Private Clouds Increasing in Large Enterprises
Enterprises looking to leverage the economies, efficiencies and scale that cloud providers have achieved are adopting cloud models in-house such as OpenStack for both compute and storage environments. These private clouds offer scale, agility and price/performance typically unmatched by traditional infrastructure solutions and, at the same time, can reside inside a company's firewall.
Disaster Recovery to Cloud Becomes a Viable Option
Traditionally, companies that need disaster recovery and business continuity have always had to rely on dedicated replicated infrastructure at an off-site location to be able to recover from physical disaster. This means paying capital expenses for often-idle hardware, until the disaster strikes. A DR cloud service means not having to pay for this infrastructure, except when it is needed. Trade-off? While zero-downtime disaster recovery will be unlikely, look for service-level agreements (SLAs) that offer recovery-time objectives (RTOs) in a matter of hours.
DR From the Cloud May Become a Requirement
What happens to all your data that resides in the cloud trapped by a software as a service (SaaS) application in the case of a disaster?
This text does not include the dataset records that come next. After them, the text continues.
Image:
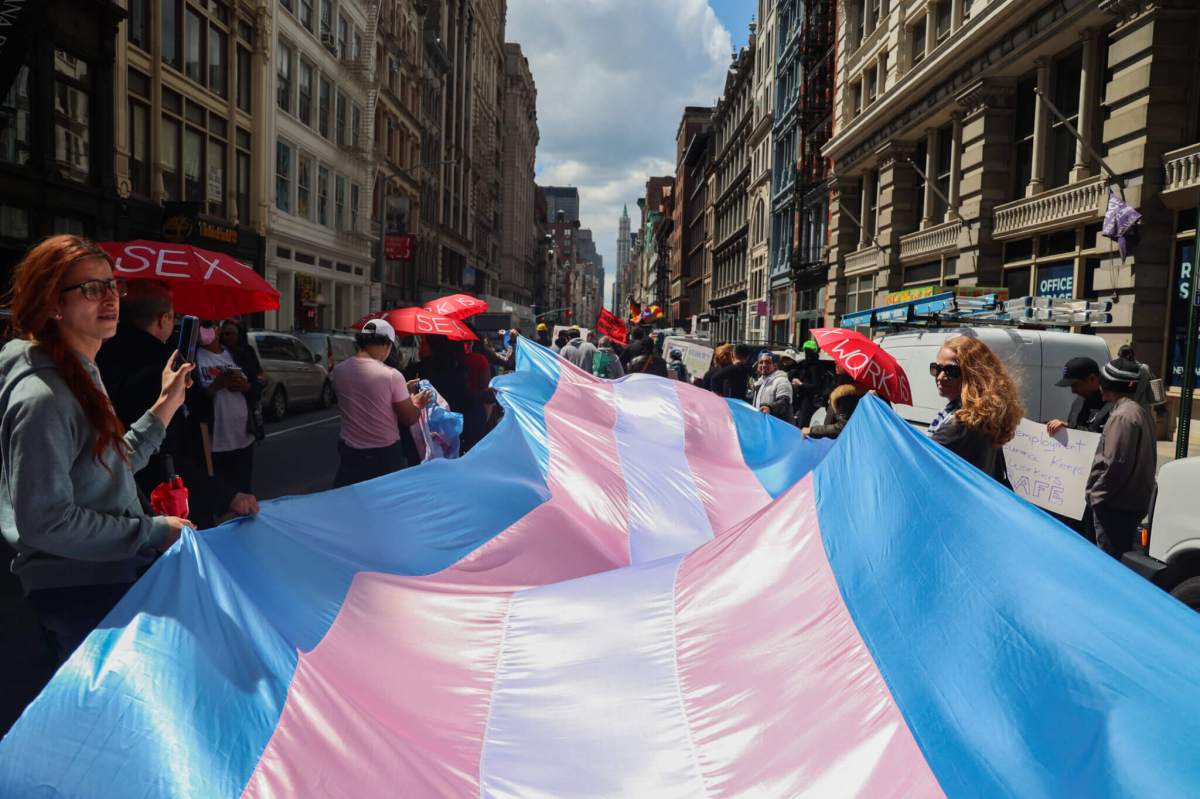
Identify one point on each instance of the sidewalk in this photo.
(1167, 449)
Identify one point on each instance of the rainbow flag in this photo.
(633, 588)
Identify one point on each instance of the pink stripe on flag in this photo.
(395, 697)
(727, 487)
(781, 694)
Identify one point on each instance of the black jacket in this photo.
(131, 365)
(731, 380)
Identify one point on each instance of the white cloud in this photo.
(613, 78)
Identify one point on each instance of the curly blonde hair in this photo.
(990, 400)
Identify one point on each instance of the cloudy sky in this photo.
(613, 77)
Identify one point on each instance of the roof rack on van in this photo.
(952, 308)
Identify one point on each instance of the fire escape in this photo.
(816, 55)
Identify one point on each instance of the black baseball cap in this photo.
(1078, 368)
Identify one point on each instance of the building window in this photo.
(193, 46)
(917, 40)
(245, 77)
(323, 196)
(219, 64)
(943, 19)
(340, 203)
(283, 77)
(1024, 122)
(139, 148)
(304, 187)
(342, 112)
(72, 119)
(243, 187)
(323, 106)
(139, 24)
(15, 121)
(1067, 76)
(216, 173)
(171, 34)
(168, 155)
(942, 175)
(304, 104)
(193, 166)
(283, 176)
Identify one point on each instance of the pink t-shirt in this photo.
(366, 390)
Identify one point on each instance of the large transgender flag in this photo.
(633, 588)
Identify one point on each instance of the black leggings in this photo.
(69, 614)
(357, 466)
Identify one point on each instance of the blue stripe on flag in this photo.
(1026, 662)
(192, 668)
(777, 452)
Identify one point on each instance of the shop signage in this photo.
(1056, 281)
(397, 247)
(924, 292)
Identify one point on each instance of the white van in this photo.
(1035, 359)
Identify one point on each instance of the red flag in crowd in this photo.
(610, 325)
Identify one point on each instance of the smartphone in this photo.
(189, 335)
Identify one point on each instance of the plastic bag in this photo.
(439, 428)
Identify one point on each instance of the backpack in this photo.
(600, 362)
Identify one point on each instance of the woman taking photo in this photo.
(983, 407)
(69, 504)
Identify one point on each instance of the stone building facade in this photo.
(520, 229)
(731, 124)
(761, 144)
(952, 167)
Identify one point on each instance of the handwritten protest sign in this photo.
(1051, 470)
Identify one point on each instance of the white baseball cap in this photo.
(381, 328)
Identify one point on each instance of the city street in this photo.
(299, 455)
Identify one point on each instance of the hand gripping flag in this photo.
(610, 325)
(646, 592)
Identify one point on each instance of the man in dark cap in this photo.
(1089, 412)
(1122, 478)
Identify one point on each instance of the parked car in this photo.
(1169, 551)
(334, 348)
(293, 373)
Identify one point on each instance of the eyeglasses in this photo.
(953, 371)
(97, 289)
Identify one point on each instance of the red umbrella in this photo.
(456, 306)
(376, 314)
(419, 322)
(205, 284)
(865, 361)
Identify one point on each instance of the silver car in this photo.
(293, 373)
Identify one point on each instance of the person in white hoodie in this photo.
(774, 392)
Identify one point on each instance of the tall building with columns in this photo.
(955, 164)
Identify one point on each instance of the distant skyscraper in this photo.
(623, 244)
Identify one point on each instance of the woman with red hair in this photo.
(69, 504)
(983, 407)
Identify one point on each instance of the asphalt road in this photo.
(299, 455)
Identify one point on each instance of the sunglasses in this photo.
(953, 371)
(97, 289)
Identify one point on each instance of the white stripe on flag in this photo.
(587, 700)
(666, 515)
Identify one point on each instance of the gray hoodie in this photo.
(580, 353)
(71, 521)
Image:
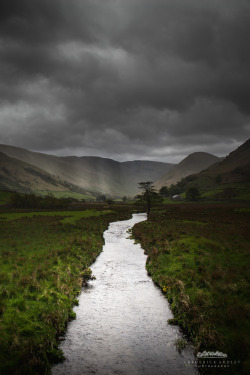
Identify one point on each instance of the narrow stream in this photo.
(121, 325)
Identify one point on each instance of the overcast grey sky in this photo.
(126, 79)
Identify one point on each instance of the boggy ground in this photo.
(199, 255)
(43, 262)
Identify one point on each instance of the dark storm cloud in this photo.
(125, 78)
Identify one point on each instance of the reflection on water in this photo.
(121, 325)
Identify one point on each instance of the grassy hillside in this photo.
(199, 254)
(228, 179)
(19, 176)
(193, 163)
(44, 259)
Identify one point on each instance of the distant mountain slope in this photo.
(191, 164)
(19, 176)
(92, 173)
(226, 179)
(234, 168)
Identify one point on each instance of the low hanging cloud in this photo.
(125, 79)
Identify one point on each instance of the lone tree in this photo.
(148, 196)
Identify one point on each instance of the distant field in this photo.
(66, 194)
(69, 217)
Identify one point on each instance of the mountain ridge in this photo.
(193, 163)
(96, 174)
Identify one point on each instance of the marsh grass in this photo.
(44, 260)
(199, 255)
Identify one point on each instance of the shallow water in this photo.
(121, 325)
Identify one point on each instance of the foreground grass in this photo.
(43, 262)
(199, 255)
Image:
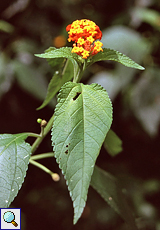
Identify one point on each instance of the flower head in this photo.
(84, 33)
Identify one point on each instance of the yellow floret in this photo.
(81, 41)
(85, 54)
(90, 39)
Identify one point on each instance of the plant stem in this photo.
(41, 156)
(41, 166)
(44, 133)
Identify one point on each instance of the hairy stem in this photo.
(41, 156)
(40, 166)
(44, 132)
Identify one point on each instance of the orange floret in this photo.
(84, 33)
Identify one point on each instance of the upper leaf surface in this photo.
(14, 159)
(113, 55)
(83, 117)
(107, 186)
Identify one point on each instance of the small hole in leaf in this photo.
(76, 96)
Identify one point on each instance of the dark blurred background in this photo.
(131, 27)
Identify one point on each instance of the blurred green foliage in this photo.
(131, 27)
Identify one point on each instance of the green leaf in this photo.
(107, 186)
(113, 55)
(113, 143)
(64, 52)
(59, 78)
(83, 117)
(14, 159)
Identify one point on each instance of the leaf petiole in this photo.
(42, 156)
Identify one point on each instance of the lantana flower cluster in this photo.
(84, 34)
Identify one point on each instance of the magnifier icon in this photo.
(9, 217)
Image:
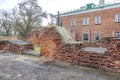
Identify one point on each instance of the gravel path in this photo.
(23, 67)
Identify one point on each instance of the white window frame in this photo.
(73, 22)
(95, 36)
(88, 37)
(86, 21)
(117, 18)
(97, 20)
(117, 34)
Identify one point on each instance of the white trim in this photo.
(97, 20)
(87, 11)
(73, 22)
(88, 36)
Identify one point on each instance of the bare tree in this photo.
(6, 22)
(28, 16)
(52, 20)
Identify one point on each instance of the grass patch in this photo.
(37, 48)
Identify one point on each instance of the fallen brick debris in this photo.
(54, 45)
(15, 45)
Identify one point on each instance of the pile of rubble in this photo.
(61, 47)
(15, 45)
Truth is, most providers do have a disaster recovery strategy, but how can you create an extra level of protection that's under your control? Look for a new breed of solutions that backup SaaS data either locally or to an alternate provider.
Easier On-Boarding of Applications to the Cloud
Certain business application can be moved entirely to the cloud, saving the administration and maintenance of their hardware/software platforms on-site. Businesses are looking for tools to make this migration viable, particularly the IT-strapped organizations that can benefit the most. Look for new robust toolsets that can migrate applications to a choice of cloud providers.
Nonrelational Databases for Big Data Workloads
NoSQL databases, such as Apache CouchDB, enable great scalability to meet the needs of terabytes and petabytes of data for millions of users. Big data workloads will force many companies to consider these alternatives to traditional databases, and cloud deployment models will simplify the rollout. Look for vendors providing supported NoSQL solutions.
Solid-State Disk Storage Tiers in the Cloud
Moving higher-performance applications in the cloud doesn't always guarantee that they will get the level of performance they need from their data storage. By offering high-performance tiers of storage that are SSD-based (mainly NAND flash), cloud providers will be able to address the needs for predictable and faster application response times.
Data Reduction Gets Better
With data storage still commanding a per-GB operating expense in the cloud, deduplication and compression technologies have become rather ubiqitous in helping minimize costs. While some may argue the capacity optimization game has played out, there is still the challenge of capacity optimization on a more global scale to reduce aggregate capacity usage across multiple tenants. Additionally, there remains a challenge for rich media content, which does not fare particularly well with today's technologies. Look for the introduction of new data reduction IT that addresses both needs.
More Use of the Cloud for Analytics
Analytics require a scalable compute and storage environment that can be very expensive to build from dedicated hardware (i.e., Oracle's $1 million Exalogic database machine). Analytics software can also be a rather expensive part of the proposition. Similar to hardware staying idle for disaster recovery purposes, analytics for many businesses may be a seasonal exercise that only runs in short bursts and may not be suited or viable for dedicated environments. Analytics environments in the cloud turn the seasonal expense into a "pay-per-use" bill, meeting business goals at a far lower price point.